Duas semanas atrás, a taxa Selic se manteve alta, em 13.5%. Como o senhor enxerga os impactos desse número no mercado?
Vender imóvel nunca foi fácil. Selic alta ou baixa, fechar um negócio sempre foi difícil. O mercado imobiliário gira em função de três questões: taxa de juros, taxa de juros e taxa de juros. Seja para comprar imóvel, investir ou construir, o segredo é se antecipar e estar informado. O juro futuro indica uma queda, é para ele que devemos olhar. Claro que uma taxa Selic mais baixa muda o ambiente, mas não deve ser vista como um impeditivo. O percentual da Selic não é igual ao do financiamento imobiliário, eles não crescem iguais. Enquanto a Selic está em 13.5% o financiamento está e 10%. E usar o artificio de financiamento imobiliário permite sonhar mais alto. Se postergar a compra de um imóvel em função de taxa, em pouco tempo ele estará mais caro. Se comprar hoje e o juros do financiamento baixar, pode pedir automaticamente ao banco uma negociação ou até mesmo fazer a portabilidade para outra instituição bancária, aproveitando os valores menores do presente.

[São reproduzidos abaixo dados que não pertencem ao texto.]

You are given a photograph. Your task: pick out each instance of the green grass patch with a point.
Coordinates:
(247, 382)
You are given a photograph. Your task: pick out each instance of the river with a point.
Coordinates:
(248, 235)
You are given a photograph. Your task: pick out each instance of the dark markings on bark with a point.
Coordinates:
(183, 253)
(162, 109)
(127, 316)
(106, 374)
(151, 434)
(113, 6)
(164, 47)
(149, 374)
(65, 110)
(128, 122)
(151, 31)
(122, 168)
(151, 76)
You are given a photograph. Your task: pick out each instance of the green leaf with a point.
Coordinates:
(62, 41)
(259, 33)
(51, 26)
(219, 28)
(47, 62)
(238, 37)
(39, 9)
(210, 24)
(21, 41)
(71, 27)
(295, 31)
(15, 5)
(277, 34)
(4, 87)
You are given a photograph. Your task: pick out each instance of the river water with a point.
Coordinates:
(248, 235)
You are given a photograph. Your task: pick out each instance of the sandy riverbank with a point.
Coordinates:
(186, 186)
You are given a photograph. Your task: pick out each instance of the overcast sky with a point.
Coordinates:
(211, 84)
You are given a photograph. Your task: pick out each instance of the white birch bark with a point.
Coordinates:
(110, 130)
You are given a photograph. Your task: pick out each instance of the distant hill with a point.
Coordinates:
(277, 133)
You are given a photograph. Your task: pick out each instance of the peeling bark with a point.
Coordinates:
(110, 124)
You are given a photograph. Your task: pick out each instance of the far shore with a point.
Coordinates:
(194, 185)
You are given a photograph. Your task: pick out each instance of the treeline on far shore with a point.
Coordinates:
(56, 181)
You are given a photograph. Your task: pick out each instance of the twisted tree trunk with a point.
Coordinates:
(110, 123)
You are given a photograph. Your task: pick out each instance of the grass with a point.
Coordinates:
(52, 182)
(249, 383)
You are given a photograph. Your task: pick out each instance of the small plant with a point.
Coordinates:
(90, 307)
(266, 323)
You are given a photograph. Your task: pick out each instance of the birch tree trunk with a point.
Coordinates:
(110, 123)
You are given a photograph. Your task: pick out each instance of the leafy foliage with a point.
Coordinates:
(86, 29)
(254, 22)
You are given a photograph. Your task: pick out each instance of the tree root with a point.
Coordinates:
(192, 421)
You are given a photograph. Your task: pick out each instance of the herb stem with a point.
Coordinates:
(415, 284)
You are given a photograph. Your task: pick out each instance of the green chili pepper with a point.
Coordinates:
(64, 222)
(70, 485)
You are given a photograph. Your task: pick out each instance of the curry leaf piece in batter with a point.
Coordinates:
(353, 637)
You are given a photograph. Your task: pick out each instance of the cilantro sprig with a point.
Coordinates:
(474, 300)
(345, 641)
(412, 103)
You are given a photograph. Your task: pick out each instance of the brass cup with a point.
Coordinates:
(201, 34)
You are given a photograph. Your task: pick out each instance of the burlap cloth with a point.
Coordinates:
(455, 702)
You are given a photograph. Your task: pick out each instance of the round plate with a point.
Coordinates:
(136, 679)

E a revisão do Plano Diretor de São Paulo, outra novidade dessa quinzena, qual a sua opinião?
O Plano Diretor da cidade permite que se façam novas leis de zoneamento que poderão ou não, aplicar o que foi definido na revisão, não significa que uma vez aprovado pelo prefeito, as mudanças já serão aplicadas. Muitas delas podem até mesmo nem acontecer ou levarão anos para serem colocadas em prática. O Plano Diretor é um estimulo ao Minha Casa Minha Vida e a ter uma cidade mais inclusiva. Em 40% da cidade moram apenas 25% das pessoas e aumentar a possibilidade de mais gente morar perto desse espaço é o que se chama de inclusão, já que as pessoas estarão mais perto de emprego, escolas, saúde e transporte. Sempre existirão os críticos das propostas dos planos diretores. Um dos pontos que sempre é questionado é o aumento do fluxo de carros em função de novos prédios, mas o que causa trânsito não é a chegada de um prédio, mas a falta de transporte público. O mercado imobiliário não pode responder questões e se responsabilizar por departamentos que não é dele.
É comum ouvir que o metro quadrado dos imóveis residenciais estão muito altos. Qual a razão para que se tenha essa impressão do mercado?
Preço alto ou baixo é muito relativo. Tudo vai depender do produto, mas principalmente do endereço. O que dita o mercado ainda é localização, localização e localização e terreno está muito caro porque são muito poucos que podem ser comprados. Isso acaba refletindo no preço final.
Como o senhor vê o papel do corretor no processo? Acha que a tecnologia pode reduzir a presença humana do profissional de vendas?
A Luciano Wertheim tem sua própria equipe de corretores, mas conta também com parcerias de vendas em algumas projetos. Acredito que o corretor que se destaca é aquele com mais conhecimento, cultura e postura profissional. A qualidade do atendimento faz a diferença e não acho que a tecnologia vai acabar com o papel do vendedor físico, eu sou judeu, tenho 5700 anos de comércio (risos). Quem souber manusear a tecnologia e usá-la a seu favor, vai se dar melhor.